Loss on sale of foreign cars held as business loss not capital loss u/s 50 as the imported cars did not form part of block of assets and depreciation was not allowable – High Court
ABCAUS Case Law Citation:
ABCAUS 2026 (2017) (08) HC
Assessment Year : 1999-00 and 2000-01
Important Case Laws Cited/relied upon by the parties:
Guindy Machine Tools Private Limtied, Vs. Commissioner of Income Tax (254 ITR 780)
Brief Facts of the Case:
The appellant assessee was an individual carrying on business as a shipping agent. In the relevant financial years he sold foreign motor cars at a cumulative loss of Rs.51,6,108/-.
In the course of assessment, the Assessing Officer(AO) took the view that the loss would be ‘capital’ in nature liable to be set off only against capital gains under the provisions of section 50 of the Income Tax Act, 1961 (the Act). On the other hand, the stand of the assessee was to the effect that the loss was ‘business’ in nature, liable to be set off against business profits.
The assessee sought the benefit of the provisions of section 32(1)(iii) of the Act. The assessee contended that the provisions of sub-clause (iii) of Section 32(1) permitted a write off of the loss arising from the sale of the foreign cars to the extent to which such sale consideration falls short of the written down value (in short ‘WDV’) of the asset.
The AO did not agree with the said contention and applied the provisions of section 50 of the Act concluding that the loss arising from the sale of foreign cars was a capital loss.
An appeal was filed by the assessee before the Commissioner of Income Tax (Appeals) (CIT(A)) The arguments of the assessee were to the effect that no depreciation was provided for foreign cars for the relevant period and the written down value thus ought to be taken to be the cost of acquisition. The CIT(A) refered to the definition of ‘written down value’ (WDV) in section 43(6) and noted that the actual cost of an asset, would be the amount the asset actually cost, less depreciation actually allowed under the act.

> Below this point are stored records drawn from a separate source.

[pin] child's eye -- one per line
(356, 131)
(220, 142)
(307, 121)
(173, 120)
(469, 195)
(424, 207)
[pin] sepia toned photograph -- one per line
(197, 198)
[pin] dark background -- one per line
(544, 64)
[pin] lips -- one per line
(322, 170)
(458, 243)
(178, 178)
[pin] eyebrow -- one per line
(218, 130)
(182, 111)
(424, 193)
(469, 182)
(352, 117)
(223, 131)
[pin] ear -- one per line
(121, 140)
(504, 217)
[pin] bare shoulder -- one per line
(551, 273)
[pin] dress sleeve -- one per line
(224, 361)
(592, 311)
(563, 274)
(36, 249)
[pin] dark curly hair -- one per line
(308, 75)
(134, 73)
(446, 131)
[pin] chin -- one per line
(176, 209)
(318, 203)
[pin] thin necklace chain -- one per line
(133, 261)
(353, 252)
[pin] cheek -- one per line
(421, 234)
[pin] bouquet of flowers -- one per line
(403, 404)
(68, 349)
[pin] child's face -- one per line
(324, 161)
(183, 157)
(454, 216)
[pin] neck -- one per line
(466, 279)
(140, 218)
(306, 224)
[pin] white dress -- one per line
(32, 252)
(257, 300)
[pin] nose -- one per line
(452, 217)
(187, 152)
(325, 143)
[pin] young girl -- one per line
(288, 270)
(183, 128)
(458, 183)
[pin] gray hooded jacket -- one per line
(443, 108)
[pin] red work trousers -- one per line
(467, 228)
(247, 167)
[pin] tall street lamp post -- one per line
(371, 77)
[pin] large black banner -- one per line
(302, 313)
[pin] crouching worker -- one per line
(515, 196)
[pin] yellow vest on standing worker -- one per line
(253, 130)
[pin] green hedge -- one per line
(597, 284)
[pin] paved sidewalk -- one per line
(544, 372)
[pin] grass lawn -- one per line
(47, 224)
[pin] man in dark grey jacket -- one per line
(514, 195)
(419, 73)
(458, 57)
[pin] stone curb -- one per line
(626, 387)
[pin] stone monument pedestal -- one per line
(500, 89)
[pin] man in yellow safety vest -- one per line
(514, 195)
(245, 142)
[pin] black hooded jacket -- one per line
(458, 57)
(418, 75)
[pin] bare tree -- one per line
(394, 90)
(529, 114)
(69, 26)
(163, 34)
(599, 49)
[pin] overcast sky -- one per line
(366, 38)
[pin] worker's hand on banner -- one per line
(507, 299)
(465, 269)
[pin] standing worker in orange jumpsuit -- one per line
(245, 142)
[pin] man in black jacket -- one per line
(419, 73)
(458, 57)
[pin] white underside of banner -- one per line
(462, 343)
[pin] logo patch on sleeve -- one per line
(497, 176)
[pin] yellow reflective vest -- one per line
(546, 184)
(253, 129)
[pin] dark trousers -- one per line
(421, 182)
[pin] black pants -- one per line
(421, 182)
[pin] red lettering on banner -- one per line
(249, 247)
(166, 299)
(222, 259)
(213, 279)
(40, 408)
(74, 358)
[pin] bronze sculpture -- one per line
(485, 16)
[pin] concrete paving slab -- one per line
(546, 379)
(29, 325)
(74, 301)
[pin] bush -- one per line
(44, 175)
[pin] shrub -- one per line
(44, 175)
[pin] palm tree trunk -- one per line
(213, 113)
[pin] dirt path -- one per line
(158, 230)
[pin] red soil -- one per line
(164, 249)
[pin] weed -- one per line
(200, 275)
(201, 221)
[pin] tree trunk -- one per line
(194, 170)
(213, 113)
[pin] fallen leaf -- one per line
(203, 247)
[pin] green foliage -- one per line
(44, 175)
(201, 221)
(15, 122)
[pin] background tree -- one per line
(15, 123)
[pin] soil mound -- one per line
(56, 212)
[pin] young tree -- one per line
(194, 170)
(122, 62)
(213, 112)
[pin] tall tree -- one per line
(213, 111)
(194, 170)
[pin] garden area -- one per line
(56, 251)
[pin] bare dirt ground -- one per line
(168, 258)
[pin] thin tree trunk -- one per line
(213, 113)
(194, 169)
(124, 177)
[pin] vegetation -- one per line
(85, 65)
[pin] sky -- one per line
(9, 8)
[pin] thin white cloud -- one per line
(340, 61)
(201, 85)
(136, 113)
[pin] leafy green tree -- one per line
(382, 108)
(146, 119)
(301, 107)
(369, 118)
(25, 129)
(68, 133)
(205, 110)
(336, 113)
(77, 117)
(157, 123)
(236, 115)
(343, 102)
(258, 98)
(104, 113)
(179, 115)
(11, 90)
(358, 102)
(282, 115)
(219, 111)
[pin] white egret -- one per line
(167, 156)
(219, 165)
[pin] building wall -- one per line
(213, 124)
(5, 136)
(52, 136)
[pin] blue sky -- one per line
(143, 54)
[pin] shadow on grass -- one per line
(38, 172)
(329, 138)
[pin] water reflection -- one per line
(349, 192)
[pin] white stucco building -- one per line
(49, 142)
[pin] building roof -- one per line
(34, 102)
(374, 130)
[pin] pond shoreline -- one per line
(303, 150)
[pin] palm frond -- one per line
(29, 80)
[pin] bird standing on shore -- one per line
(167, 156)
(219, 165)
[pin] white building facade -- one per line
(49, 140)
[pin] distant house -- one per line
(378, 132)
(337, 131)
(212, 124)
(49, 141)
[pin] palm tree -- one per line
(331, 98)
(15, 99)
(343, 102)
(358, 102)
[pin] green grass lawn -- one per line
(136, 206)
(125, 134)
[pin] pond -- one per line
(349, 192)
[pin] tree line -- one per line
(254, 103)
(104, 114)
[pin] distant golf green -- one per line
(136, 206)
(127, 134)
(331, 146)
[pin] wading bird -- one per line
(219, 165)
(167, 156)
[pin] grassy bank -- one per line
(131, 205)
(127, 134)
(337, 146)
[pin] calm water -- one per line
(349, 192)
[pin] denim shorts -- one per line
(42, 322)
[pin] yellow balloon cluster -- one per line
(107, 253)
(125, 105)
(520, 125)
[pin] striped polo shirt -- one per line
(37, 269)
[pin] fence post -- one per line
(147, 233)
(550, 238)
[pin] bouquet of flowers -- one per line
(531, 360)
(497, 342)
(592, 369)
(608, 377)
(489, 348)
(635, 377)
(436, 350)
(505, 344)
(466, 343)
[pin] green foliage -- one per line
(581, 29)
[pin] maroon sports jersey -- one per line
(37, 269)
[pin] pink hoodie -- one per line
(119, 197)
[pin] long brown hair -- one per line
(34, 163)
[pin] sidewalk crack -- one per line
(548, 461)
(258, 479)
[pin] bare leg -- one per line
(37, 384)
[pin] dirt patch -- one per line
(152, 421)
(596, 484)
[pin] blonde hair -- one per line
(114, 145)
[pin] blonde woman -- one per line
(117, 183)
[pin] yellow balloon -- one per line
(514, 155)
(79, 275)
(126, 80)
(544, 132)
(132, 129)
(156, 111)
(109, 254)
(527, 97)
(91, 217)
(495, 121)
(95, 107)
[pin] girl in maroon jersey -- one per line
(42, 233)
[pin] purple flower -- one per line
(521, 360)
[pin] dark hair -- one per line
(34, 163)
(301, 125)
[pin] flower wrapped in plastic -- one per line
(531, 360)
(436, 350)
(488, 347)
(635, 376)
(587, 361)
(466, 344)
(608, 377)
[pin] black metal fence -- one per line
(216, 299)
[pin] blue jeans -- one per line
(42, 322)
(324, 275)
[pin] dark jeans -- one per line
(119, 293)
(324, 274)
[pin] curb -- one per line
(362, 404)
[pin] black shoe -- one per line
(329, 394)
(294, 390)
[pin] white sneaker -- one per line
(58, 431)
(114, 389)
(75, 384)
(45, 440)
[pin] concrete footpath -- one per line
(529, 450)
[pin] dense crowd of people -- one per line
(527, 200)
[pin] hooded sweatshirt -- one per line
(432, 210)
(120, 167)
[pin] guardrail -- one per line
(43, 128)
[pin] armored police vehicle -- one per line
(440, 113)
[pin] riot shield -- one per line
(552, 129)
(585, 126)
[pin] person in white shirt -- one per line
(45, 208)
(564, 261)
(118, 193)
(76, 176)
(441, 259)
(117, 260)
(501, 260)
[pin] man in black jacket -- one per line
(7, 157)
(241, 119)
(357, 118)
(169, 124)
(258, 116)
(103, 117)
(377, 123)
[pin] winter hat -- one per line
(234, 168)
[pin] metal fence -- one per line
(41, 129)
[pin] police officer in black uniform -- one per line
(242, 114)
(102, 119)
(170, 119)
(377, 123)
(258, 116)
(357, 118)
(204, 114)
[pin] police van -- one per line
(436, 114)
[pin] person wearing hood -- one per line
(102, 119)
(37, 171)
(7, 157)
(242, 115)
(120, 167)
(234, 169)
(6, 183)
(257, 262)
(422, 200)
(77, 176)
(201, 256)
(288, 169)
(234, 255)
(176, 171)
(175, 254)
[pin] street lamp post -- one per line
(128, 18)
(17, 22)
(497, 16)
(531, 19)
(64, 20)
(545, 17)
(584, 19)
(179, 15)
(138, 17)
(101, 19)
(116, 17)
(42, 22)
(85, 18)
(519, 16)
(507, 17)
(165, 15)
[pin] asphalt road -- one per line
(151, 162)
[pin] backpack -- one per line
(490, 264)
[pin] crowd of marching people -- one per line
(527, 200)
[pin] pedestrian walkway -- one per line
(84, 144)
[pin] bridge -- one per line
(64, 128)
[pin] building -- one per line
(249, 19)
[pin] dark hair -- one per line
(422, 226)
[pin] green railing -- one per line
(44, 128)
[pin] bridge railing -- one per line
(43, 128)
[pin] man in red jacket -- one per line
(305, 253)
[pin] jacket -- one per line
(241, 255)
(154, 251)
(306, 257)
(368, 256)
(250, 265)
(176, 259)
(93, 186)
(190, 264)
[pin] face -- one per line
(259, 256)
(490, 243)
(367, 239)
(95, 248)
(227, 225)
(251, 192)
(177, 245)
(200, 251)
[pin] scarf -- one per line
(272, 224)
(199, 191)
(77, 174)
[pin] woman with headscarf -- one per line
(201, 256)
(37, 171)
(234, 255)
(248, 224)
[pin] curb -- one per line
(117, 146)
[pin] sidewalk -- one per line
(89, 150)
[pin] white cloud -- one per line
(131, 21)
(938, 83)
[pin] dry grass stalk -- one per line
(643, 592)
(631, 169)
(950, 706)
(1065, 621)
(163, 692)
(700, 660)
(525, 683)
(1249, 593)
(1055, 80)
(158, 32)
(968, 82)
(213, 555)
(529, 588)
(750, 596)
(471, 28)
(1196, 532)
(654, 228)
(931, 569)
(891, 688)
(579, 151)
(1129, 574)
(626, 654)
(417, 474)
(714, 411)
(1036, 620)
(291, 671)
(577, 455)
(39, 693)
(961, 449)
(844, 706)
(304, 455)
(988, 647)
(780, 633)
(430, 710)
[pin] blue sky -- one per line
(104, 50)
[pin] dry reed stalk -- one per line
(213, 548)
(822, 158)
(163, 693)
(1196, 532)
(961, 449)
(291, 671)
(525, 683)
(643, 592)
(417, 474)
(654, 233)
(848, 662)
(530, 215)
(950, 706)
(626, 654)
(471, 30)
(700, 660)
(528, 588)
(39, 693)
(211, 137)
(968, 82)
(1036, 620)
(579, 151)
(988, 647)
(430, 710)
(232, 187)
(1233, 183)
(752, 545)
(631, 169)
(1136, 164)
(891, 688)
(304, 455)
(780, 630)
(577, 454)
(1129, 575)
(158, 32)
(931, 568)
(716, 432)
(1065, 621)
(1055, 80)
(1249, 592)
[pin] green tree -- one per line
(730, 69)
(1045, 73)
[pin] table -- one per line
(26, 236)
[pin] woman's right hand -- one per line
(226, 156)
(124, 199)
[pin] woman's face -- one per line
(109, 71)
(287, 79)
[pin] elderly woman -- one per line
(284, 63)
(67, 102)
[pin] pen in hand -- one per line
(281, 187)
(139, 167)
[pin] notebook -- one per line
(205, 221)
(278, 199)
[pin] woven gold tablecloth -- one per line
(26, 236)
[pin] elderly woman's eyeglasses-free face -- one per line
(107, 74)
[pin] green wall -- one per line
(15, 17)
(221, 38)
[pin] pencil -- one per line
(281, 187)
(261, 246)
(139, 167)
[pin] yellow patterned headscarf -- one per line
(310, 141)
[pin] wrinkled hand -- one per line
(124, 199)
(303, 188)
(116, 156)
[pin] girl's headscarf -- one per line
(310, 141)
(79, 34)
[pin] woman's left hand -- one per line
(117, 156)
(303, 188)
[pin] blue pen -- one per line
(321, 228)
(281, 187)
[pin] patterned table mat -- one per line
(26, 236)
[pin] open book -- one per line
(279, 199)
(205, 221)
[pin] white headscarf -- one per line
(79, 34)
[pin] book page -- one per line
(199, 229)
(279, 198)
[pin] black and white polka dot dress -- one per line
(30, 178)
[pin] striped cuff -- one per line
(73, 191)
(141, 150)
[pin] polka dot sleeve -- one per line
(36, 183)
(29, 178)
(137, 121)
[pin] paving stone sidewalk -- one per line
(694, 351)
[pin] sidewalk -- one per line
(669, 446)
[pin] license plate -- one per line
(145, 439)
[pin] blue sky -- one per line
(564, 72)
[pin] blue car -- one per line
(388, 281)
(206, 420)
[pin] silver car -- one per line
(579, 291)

The CIT(A) concluded that section 50 of the Act was not applicable to the transaction in question. The appeal was allowed on the basis that the invocation of the provisions of section 50 of the Act by the assessing officer to the transaction in question was erroneous.
The order of the CIT(A) was reversed by the Tribunal by holding that the loss cannot be treated as a business loss in view of the fact that the assessee was not a dealer in foreign cars.
Observations made by the High Court:
The Hon’ble High Court noted that the definition of ‘Plant’ in Section 43(3) includes ‘vehicles’ and it was established as a fact before the CIT(A) that the foreign cars were indeed used in the business of the assessee during the relevant period. This finding of fact was not challenged by the Revenue before the Income Tax Appellate Tribunal (ITAT). The ITAT also failed to note that the use of the cars in its business by the assessee had been found as a fact by the CIT (A) and attained finality.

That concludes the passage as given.